Fine with me. I wanted far away from all of it; even scripted TV suddenly felt tainted.
I had to shed the parts of my life that did not serve me.
Recuse myself from this job. Renounce Honeymoon Stage and all its baggage.
Sally Ann’s death was Lauren’s problem now—it wasn’t my fault that she didn’t want to deal with it.

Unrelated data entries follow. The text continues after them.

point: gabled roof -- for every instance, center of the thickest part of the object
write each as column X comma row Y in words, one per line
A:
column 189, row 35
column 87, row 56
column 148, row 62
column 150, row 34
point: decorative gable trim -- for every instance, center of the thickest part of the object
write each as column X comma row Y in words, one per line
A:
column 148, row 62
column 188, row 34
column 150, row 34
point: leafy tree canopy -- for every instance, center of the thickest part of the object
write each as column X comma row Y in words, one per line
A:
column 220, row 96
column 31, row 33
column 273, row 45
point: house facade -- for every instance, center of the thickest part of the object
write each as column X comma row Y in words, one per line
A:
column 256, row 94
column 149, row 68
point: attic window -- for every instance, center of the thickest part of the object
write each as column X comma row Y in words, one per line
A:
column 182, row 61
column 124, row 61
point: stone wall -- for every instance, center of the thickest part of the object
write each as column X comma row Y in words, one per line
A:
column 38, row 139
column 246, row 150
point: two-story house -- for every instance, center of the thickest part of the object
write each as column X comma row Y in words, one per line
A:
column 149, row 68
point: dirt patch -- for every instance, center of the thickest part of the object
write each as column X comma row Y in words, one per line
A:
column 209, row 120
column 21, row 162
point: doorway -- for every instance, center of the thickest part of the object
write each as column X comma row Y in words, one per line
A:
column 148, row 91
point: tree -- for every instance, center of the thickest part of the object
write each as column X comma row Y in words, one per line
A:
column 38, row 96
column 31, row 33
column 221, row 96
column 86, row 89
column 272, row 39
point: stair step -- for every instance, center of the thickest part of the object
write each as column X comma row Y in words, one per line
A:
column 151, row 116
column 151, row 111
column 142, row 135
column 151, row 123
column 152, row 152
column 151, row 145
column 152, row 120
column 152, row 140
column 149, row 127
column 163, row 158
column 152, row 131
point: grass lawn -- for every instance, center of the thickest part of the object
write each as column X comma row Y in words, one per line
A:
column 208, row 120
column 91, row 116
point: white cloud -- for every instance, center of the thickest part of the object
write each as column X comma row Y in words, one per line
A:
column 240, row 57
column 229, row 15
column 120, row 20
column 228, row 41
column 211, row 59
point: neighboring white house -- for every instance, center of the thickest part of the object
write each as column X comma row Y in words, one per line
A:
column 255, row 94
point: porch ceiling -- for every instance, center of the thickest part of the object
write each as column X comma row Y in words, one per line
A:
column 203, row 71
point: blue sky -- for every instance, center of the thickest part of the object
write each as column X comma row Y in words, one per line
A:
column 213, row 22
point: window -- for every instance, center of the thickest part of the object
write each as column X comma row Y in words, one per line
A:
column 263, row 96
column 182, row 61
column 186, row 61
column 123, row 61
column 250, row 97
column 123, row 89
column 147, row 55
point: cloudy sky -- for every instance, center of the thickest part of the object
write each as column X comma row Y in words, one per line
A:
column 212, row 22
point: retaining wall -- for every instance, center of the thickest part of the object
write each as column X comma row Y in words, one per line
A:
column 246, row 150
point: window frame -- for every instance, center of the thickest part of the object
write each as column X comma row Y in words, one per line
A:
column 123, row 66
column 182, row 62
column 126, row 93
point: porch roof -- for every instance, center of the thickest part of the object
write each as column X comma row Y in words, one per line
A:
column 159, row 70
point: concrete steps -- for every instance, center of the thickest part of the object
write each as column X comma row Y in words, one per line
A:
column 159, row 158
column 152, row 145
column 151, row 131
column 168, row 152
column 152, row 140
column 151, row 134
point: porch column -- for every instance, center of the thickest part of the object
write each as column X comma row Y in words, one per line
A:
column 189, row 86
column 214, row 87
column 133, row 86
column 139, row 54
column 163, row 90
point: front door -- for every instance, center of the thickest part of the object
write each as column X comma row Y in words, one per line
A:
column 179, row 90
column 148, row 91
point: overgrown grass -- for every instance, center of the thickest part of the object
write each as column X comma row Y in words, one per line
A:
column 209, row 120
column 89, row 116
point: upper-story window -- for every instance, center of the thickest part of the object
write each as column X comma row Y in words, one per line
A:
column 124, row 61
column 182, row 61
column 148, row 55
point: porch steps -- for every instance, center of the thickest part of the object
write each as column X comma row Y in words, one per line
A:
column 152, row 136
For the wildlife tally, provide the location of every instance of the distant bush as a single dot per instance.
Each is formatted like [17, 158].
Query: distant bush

It wasn’t Gabe’s.
“You’ll regret this.” Lauren took another bite.
“I really don’t think I will.” I put down cash for my coffee and patty melt, paying for my own lunch the final severance of my servitude.
The diner doorbell clanged on my way out, and I could see Lauren watching me through the window by our booth as I walked out to my car.
On my drive over, I’d imagined this moment as the iconic scene of action-hero Cassidy walking away from the ground-shattering explosion.
Instead, the fuse was sputtering out. I tried not to look back.